Kass makes some interesting points:
1. Why a tower in the story at all? He reminds us that this is the story that immediately follows the Flood story. Perhaps they wanted some "high ground" available just in case. If that's what they had in mind, they forgot (or never knew) that God promised to never destroy the earth again. Another reason might be that towers were somewhat common in ANE cities; note the ziggurats of Babylon. A high ground to watch over approaching enemies comes to mind. By the way, there may be a relationship between Babylon and Babel.
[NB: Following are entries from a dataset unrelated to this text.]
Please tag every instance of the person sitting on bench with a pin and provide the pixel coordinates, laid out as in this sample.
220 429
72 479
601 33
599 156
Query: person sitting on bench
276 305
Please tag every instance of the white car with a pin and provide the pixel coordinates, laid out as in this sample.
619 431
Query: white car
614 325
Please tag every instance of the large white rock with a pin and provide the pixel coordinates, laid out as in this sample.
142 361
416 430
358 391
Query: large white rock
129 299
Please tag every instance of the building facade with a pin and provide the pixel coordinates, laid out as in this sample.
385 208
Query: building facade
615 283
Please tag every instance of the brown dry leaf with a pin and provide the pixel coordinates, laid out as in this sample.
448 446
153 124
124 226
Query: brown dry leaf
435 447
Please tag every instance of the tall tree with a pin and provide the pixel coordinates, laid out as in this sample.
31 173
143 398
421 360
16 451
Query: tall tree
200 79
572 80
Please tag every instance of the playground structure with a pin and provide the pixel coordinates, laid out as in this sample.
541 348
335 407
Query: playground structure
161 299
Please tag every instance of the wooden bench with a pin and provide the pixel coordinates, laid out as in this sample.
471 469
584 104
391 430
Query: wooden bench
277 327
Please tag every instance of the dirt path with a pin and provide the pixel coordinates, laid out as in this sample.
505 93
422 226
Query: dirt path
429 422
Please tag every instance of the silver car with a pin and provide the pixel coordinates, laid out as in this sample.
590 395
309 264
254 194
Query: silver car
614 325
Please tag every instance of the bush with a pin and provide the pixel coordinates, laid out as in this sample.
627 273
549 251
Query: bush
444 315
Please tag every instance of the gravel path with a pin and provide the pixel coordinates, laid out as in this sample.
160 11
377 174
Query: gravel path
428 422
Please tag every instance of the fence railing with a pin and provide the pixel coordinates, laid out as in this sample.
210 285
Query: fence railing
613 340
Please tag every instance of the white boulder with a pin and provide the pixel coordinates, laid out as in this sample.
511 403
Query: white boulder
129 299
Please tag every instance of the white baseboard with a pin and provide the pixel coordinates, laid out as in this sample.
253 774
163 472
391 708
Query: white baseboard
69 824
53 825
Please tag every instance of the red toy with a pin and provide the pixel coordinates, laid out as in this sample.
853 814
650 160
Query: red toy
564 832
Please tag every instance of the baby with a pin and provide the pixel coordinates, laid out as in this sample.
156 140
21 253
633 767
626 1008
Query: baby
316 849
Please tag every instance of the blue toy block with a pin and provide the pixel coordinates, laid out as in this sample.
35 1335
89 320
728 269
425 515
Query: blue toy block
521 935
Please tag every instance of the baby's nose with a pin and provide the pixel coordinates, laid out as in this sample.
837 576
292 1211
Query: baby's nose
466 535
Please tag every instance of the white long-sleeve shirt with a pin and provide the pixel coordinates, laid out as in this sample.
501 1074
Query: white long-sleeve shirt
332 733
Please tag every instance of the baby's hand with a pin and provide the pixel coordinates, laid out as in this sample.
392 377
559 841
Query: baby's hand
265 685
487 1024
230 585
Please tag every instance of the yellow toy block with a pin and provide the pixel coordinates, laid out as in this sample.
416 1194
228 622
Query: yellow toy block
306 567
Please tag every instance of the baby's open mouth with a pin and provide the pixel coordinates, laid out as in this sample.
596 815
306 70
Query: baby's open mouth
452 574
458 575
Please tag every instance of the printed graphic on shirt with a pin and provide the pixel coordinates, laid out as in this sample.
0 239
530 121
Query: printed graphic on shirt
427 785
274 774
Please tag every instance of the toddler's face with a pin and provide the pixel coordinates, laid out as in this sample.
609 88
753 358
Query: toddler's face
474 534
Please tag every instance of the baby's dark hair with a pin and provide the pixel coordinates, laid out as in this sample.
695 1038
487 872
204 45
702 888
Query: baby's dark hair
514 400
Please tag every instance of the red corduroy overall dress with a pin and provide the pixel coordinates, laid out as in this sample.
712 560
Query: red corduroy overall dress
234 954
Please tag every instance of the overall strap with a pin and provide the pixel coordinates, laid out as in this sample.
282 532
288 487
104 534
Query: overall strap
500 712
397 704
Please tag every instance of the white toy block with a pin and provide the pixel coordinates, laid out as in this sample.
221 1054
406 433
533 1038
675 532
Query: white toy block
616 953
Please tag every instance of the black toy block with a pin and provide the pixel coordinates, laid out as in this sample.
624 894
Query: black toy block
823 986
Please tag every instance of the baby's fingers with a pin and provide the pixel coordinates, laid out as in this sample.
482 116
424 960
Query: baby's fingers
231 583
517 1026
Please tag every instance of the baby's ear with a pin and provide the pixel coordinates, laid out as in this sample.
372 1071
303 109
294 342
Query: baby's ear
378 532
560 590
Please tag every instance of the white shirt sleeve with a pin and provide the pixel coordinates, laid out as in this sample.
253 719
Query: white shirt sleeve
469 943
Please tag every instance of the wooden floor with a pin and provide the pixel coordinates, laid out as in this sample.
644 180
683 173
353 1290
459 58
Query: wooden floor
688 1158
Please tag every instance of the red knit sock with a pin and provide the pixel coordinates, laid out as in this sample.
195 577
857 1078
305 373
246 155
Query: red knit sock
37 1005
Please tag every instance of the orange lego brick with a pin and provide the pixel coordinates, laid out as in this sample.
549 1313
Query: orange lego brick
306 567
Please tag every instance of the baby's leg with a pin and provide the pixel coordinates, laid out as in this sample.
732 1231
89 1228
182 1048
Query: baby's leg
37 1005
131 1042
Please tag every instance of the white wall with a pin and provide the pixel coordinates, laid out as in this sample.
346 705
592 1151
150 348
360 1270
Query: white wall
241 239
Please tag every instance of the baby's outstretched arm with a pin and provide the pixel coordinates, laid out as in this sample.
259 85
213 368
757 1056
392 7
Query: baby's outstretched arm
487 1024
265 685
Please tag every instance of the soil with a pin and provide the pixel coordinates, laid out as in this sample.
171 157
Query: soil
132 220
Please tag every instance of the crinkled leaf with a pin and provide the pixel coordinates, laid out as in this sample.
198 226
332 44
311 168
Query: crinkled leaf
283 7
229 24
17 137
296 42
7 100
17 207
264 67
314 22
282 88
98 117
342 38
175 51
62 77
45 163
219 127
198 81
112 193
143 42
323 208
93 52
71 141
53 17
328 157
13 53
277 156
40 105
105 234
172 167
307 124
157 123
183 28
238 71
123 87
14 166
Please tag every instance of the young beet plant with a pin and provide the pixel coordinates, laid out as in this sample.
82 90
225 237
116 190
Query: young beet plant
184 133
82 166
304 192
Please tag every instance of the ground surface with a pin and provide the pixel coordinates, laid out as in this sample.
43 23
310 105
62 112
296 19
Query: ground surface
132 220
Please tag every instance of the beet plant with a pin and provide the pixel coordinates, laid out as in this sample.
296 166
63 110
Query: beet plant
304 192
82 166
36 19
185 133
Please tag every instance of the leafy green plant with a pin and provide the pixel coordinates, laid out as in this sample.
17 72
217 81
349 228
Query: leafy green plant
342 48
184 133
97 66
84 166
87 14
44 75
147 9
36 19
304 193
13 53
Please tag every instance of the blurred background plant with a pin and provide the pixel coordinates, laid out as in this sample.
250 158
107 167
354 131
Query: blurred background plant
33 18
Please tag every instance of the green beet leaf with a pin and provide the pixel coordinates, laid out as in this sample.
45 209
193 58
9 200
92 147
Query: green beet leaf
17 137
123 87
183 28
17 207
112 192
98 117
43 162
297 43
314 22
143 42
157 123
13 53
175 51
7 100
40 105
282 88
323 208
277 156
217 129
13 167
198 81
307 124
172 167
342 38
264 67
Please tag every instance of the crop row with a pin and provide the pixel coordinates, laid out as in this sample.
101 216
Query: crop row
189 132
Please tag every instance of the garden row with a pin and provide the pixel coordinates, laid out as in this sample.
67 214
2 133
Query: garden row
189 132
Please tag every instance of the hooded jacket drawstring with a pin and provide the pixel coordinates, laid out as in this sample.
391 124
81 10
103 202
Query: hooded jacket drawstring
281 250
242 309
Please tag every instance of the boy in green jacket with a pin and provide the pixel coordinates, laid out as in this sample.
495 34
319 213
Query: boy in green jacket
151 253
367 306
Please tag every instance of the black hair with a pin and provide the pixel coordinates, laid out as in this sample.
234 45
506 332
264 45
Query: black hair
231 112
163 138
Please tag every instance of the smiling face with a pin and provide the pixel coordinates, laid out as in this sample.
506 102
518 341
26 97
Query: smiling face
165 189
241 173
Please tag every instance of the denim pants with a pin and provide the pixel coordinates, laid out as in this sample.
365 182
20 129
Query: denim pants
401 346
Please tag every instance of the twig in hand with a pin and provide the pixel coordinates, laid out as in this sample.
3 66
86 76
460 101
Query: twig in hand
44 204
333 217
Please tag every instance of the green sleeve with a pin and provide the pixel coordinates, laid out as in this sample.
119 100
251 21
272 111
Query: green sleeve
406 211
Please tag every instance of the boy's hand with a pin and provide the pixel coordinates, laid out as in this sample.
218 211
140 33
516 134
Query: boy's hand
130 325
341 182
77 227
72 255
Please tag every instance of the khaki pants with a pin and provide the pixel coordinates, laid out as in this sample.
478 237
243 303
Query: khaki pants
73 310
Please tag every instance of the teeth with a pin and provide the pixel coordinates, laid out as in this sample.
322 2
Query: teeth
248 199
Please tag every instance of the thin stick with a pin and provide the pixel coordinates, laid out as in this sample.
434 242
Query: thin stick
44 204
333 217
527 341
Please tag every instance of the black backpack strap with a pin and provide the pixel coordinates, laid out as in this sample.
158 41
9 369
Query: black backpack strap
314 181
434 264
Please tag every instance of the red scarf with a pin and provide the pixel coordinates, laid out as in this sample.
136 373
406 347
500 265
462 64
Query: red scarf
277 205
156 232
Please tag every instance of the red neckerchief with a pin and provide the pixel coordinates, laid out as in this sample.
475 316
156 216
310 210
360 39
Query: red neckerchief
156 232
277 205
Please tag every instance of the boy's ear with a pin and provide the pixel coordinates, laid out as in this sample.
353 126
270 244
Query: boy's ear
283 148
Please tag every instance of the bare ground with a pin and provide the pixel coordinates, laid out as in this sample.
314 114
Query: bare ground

2. This is the first Biblical story of a city. It follows a period of peoples living largely on their own far and wide. In a way, gathering in a city is a bit counter to God's post-Flood instruction to increase in number and fill the earth (e.g. spread out).
3. If the tower was in any way for "reaching heaven," it is counter to the Torah's instruction to stay focused on living this life on earth.
4. God apparently finds the humanist dreams of the Babel citizens inappropriate. God permanently interrupts their ability to continue with various languages by which few understand many others. God apparently does not like unrestrained human power. In fact, he may well see their efforts as trying to obtain god-like stature.
5. Humans try to make their own order, not God's.
6. The text suggests that Babel was the city, not just one of many.
7. To be of one language is to be of one mind. Group think is rarely good. And remember, language was not God given (in Creation). It simply appeared, presumably a human invention, when Adam was asked to name all the animals. Language portrays less about what the world actually is and more about what man wants it to be. Language has apparently become more persuasive than God's Creation.
8. Previously, speech was used to name things, question authority, shift blame, etc., now for the first time it is used "to exhort others to action, to enunciate a project." God's Creation began with His speech. Now man is trying to build a world with speech. It's clear that man is imitating God.
9. Man-made bricks are previously unknown in the Torah. It's a major advance in altering the world.
10. Cities are entirely a creation of humans, a human institution. You can see how a city would tend to reinforce the notion that man can provide for his own safety and needs, to control and master his own world. As Kass puts it, "what Aristotle celebrated (in Politics), God views with suspicion."
11. Note there's no mention of a king or hero, unlike other ANE stories. It's just humanity.
Humanity trying to make a name for themselves.